Почти смешно излагать все это серьезно, между тем, эта теория вовсе не мой досужий вымысел. Она существовала, долгое время господствовала, и ныне еще имеет своих приверженцев. Мне не хочется называть имена. Что можно сказать этим людям. Нужно ли подробно объяснять им, что они видят в искусстве только второстепенное и даже третьестепенное, не замечая главного. Разумеется, по созданиям искусства можно изучать быт, но так же можно его изучать по всем проявлениям деятельности человека. Из этого никак нельзя заключать, что в этом самое существенное назначение искусства. Археология воссоздает быт по остаткам зданий. Но нельзя утверждать, что главное назначение зданий — это служить подспорьем для будущих исследователей. Графология изучает по почерку характер, но <не> для этого изобретена повесть. Мало ли как можно воспользоваться той или иной вещью. Бедный Том в известном рассказе Марка Твена, попав во дворец, не умел лучше употребить государственную печать, как на то, чтобы щелкать ею орехи!

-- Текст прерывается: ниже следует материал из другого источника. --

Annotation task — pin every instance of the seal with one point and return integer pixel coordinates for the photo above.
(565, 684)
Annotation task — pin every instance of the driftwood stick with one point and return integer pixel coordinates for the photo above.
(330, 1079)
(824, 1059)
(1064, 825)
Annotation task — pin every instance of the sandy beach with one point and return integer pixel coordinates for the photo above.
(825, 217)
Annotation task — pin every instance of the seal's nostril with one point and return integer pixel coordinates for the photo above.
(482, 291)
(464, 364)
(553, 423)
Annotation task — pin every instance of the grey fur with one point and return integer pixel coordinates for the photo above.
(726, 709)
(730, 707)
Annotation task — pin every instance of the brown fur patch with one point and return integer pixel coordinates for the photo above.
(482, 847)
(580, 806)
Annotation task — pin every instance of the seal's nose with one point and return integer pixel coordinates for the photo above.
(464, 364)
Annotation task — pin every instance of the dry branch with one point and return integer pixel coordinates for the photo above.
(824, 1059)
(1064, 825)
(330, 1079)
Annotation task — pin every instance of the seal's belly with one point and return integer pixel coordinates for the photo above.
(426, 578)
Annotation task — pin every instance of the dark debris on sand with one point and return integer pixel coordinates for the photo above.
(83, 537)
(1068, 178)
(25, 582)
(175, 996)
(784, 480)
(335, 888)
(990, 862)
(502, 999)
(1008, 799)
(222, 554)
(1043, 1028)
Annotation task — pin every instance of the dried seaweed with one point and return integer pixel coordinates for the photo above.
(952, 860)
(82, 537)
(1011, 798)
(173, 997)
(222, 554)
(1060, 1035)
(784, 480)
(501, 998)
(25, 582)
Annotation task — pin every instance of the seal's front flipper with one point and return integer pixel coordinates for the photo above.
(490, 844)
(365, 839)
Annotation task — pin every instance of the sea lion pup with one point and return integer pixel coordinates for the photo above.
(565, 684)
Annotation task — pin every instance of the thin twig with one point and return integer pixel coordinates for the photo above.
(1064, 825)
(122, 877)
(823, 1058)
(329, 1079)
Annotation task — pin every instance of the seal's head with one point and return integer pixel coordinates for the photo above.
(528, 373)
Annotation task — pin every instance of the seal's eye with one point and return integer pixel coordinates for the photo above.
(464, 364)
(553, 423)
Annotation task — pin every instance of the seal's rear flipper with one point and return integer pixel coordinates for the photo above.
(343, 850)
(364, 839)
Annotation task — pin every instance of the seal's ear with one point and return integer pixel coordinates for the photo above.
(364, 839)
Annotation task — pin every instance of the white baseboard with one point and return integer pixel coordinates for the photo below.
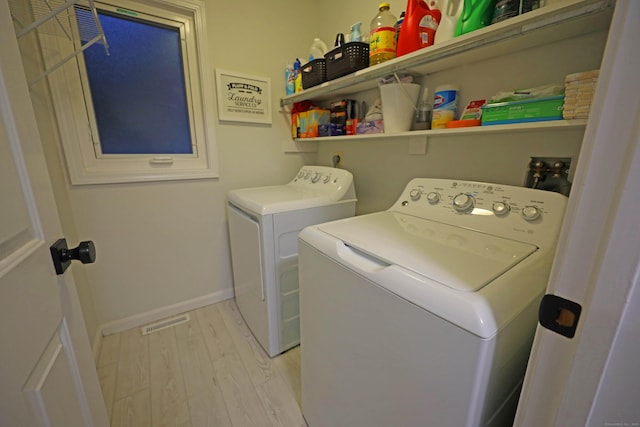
(157, 314)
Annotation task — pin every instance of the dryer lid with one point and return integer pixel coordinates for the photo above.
(277, 199)
(462, 259)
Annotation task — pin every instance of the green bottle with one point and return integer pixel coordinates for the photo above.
(475, 14)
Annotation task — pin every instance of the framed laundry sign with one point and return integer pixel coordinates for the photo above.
(243, 98)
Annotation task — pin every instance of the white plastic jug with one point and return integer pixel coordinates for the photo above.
(398, 105)
(317, 50)
(451, 11)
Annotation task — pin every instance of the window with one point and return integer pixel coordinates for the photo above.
(139, 113)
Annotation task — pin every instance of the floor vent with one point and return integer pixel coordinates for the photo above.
(164, 324)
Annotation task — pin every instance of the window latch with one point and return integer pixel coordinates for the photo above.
(164, 160)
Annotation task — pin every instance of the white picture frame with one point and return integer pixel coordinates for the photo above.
(243, 97)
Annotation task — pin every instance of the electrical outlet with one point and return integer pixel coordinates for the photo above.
(336, 158)
(549, 173)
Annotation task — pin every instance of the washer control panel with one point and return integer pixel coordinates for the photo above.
(498, 209)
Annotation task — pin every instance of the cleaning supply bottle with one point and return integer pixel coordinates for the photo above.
(290, 79)
(419, 27)
(298, 75)
(356, 34)
(399, 27)
(382, 41)
(451, 11)
(422, 120)
(475, 14)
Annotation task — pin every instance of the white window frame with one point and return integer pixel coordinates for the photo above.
(76, 120)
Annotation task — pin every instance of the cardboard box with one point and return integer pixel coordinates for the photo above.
(529, 110)
(376, 126)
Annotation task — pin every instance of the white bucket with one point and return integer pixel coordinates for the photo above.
(398, 105)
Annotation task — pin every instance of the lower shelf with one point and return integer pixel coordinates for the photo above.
(514, 128)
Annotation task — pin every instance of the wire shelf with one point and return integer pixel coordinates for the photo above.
(68, 19)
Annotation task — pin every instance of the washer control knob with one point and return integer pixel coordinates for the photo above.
(433, 197)
(501, 208)
(531, 213)
(463, 203)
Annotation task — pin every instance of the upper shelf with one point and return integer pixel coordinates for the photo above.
(566, 19)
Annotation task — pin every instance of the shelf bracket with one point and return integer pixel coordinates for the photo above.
(418, 144)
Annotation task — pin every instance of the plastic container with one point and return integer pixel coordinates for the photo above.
(422, 118)
(382, 37)
(290, 79)
(475, 14)
(398, 28)
(356, 32)
(398, 105)
(451, 10)
(506, 9)
(419, 27)
(445, 105)
(298, 76)
(317, 50)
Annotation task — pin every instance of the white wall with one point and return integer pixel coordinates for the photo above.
(164, 246)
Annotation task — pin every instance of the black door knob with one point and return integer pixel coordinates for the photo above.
(62, 255)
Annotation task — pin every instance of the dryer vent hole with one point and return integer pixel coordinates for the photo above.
(164, 324)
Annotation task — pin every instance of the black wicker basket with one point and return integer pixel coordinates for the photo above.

К тому же учению о пользе должно отнести мнение тех, которые полагают, что назначение искусства — доставлять особое удовольствие, особые наслаждения, особо возвышенные. Опять-таки я принимаю здесь, как и во всем моем исследовании, все слова в их прямом значении. Потому что иногда защитники этого мнения подставляют под слово «наслаждение» совершенно неожиданный смысл, чуть ли не прямо противоположный обычному. Сколько раз случалось нам «обливаться слезами над вымыслом», о Достоевском сложилась формула, что это «жестокий талант», многие утверждают, что им его читать тяжело. Где же здесь наслаждение? А разве романы Достоевского не искусство? Говорят о особом «эстетическом наслаждении». Но это значит одно неизвестное подменять другим. (И вообще об этом будет речь впереди.) Наконец, совершенно непонятно с этой точки зрения, зачем художники творят. Люди пользуются художественными созданиями, чтобы наслаждаться. Но какая потребность побуждает к созданию их? Ужели только желание славы и денег?